Letting go is a Cool Move 

A trip to a museum with children is a microcosm of parenting. You want your kids to have fun while they learn, of course. But you don't want them running all over the place knocking stuff down while they're at it. So how to maintain control while still giving them freedom?

            I can't help you with the parenting question, but I can guide you to a museum exhibition designed specifically for children to explore on their own. Cool Moves! The artistry of motion, at the Rochester Museum and Science Center through June 22, has 15 stations that reveal different aspects of motion --- chaos vs. patterns, vibration vs. linear, repeating vs. nonrepeating, etc. With two tornados that kids can manipulate, a ripple tank that throws shadow patterns onto the floor, and a wall of motion-triggered lights, this is one exhibit that allows parents to take a back seat as kids lead the learning.

            The show has almost no signage, which at first I thought was an oversight. In the past decade, museum labels and wall text have bulked up like an athlete on steroids. Remember when a small label containing key information about the object, date, and country sufficed? Now it seems every painting, dinosaur bone, and computer model in every museum comes with a mini-thesis that I, as a dutiful parent, feel required to read out loud as my bored children fidget.

            I ran along behind my two sons and their friends as they approached the exhibit, in case they had questions. While I was looking for a label to read, the kids got right to work without me. The 6-year-old and his friend were drawn to the cars with crazy wheels on an adjustable track. They were busily putting gear-edged wheels on one car, smooth on the other, when I came over eager to help. "Which wheels will make the cars go faster--?" I began.

            "Look out!" my son said, zooming them down the track. "Bumpy tires lose!" It seemed I wasn't needed.

            This is exactly what exhibit designers planned, says Calvin Uzelmeier, who helped develop Cool Moves.
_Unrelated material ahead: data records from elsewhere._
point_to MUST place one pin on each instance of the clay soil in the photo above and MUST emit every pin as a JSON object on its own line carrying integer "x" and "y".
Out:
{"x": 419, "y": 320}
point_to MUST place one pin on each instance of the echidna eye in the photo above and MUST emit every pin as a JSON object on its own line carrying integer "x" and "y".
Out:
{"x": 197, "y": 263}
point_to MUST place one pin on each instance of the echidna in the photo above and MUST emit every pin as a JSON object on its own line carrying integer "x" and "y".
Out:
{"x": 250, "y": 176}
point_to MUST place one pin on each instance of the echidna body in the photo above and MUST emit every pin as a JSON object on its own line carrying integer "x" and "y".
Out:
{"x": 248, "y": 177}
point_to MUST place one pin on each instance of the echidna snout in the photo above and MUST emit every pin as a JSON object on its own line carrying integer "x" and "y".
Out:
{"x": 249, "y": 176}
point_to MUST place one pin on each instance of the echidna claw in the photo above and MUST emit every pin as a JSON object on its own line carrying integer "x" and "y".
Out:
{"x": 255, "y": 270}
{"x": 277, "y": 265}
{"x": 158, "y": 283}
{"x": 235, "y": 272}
The label copy is minimal, he says, because they wanted to encourage all kinds of play.

            "The exhibition is designed for a lot of open experimentation," Uzelmeier says. "It's about appreciating the forms of motion, not just the physics but the inherent aesthetics, the way it moves, the way it sounds." This is unlike traditional science museum displays, where the viewer's interaction is scripted. "We're not telling you to push this button, turn this knob, and you'll see what it does," he says. "There's infinite possibilities in each one."

            But still, wasn't I the mother? Wasn't I supposed to be teaching the kids about what they were learning? I trailed after my 9-year-old, who was working with a pendulum and several large magnets. "Pendulums swing back and forth," I said, feeling like I had to say something, however idiotic. But he didn't hear me; he was completely absorbed in moving the magnets and watching the pendulum swing in wild reaction to them. Not only was he learning without me, he could teach me a thing or two.

            Uzelmeier has seen my brand of over-involved parenting before, and tries to be gentle in his assessment of it. "Parents want to tell their kids 'This is what this is about.' They are afraid of learning through play," he says, blaming the rigid way science was taught years ago. "There is a lot of learning that can be done when you give children the freedom to play."

While there's nothing new about the concept of hands-on learning, this show goes several steps farther than most. With its pared-down signage, wide-open possibilities, and emphasis on accessibility, it really engages children. And that's no accident.

            The Cool Moves designers --- a team of educators and scientists from the RMSC and the Sciencenter in Ithaca --- tried out each station on children and then brought them back to the lab for improvement.

            For example, the first station in the exhibit has four globes of swirling green liquid on pedestals. "When we tested it on some children, we noticed that they stood in the middle of the globes and looked at them," Uzelmeier says. "They were waiting for something to happen." The team added lights. "Now when you stand in between the four globes and step on small floor pads, the globes light up," he says.

            My children and their friends loved jumping on the pads and watching the orbs light up. Everyone wanted to know what they were filled with and I, in a break from my traditional role as all-knowing parent, didn't try to make something up.

Nothing about Cool Moves is static, not even the show itself. Even after installing it, the team continued to make changes. "We still spend time watching the visitors, talking to them," Uzelmeier says. So many teachers requested information about the science of motion that the team had a video made. It runs continuously in the exhibit.

            Even the exhibition's minimal signage is subject to change, if visitors request more information. Right now there is one question the team hears constantly. "We might have to make up one more little sign," Uzelmeier says, "that explains what's in the orbs."